|
Texto Anterior | Próximo Texto | Índice
Anistia para sempre
O DIREITO de saber o que
ocorreu no regime militar
(1964-1985) e o direito de
punir quem tenha cometido crimes por motivo político no período voltam ao debate no Brasil.
Uma família requer na Justiça o
reconhecimento oficial, como
torturador, do coronel que chefiava a repressão em São Paulo. E
o procurador-geral da República
interpelou o presidente Lula sobre arquivos que as forças de segurança alegam não mais existir.
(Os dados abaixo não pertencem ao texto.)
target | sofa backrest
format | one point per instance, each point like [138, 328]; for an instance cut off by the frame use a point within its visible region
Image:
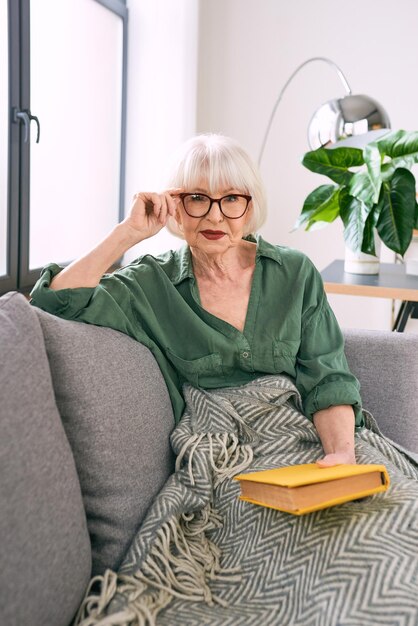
[44, 543]
[117, 414]
[386, 364]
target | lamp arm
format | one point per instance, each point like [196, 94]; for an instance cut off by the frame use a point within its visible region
[285, 86]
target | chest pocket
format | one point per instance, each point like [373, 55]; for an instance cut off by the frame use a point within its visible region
[198, 371]
[284, 355]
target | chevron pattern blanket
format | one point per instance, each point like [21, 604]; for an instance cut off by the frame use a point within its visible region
[203, 556]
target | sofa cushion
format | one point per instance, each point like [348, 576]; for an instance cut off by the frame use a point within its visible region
[44, 543]
[117, 414]
[386, 364]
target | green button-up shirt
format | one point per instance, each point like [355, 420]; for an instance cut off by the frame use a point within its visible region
[289, 328]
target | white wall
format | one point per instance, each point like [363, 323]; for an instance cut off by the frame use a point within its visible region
[162, 92]
[249, 48]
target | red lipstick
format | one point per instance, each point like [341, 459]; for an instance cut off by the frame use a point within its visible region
[213, 234]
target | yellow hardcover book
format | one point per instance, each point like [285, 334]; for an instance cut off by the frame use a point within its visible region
[300, 489]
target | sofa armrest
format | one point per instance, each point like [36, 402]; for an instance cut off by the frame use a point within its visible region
[386, 364]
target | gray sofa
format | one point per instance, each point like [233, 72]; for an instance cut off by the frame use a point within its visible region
[85, 419]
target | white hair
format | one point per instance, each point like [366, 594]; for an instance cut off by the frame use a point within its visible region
[223, 164]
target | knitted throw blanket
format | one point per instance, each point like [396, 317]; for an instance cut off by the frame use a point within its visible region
[202, 556]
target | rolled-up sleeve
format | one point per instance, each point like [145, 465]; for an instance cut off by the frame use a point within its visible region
[322, 373]
[108, 304]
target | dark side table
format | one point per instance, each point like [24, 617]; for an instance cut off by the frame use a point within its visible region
[391, 282]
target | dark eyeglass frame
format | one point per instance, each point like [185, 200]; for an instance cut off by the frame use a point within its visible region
[218, 200]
Nos dois lados do confronto
que marcou a fase mais violenta
do governo militar, há famílias e
indivíduos descontentes com o
resultado da Lei de Anistia, de
1979, outorgada pelo presidente
Figueiredo. O mecanismo, se não
apagou os crimes cometidos seja
pela repressão, seja por grupos
armados de esquerda, impediu a
punição dos culpados.
A sábia opção por uma anistia
que acabou englobando as duas
partes em conflito sacrificou tais
expectativas individuais de punição em nome de um bem maior,
a reconciliação nacional. Como
escreveu nesta Folha o jurista
Tercio Sampaio Ferraz Jr., a
anistia não foi concebida para
que um conjunto de pessoas se
beneficiasse, "mas no interesse
soberano da própria sociedade".
Chile e Argentina, entre outros, estão revendo as suas leis
de anistia. Trata-se de opção cujos custos e benefícios só cabe a
cada nação soberana avaliar. No
caso do Brasil -onde tanto a repressão de Estado quanto a oposição armada assumiram proporções bem mais modestas do
que no Chile e na Argentina-, a
anistia de 1979 foi uma solução
satisfatória e definitiva.
Se o direito de punir ressurgisse em favor de uma das partes,
teria de ser de pronto estendido
à outra, reabrindo feridas há
muito cicatrizadas. A certeza de
que não haverá esse retrocesso
torna injustificável a manutenção do sigilo eterno sobre alguns
arquivos do Estado -e das dificuldades de acesso a acervos públicos desse período.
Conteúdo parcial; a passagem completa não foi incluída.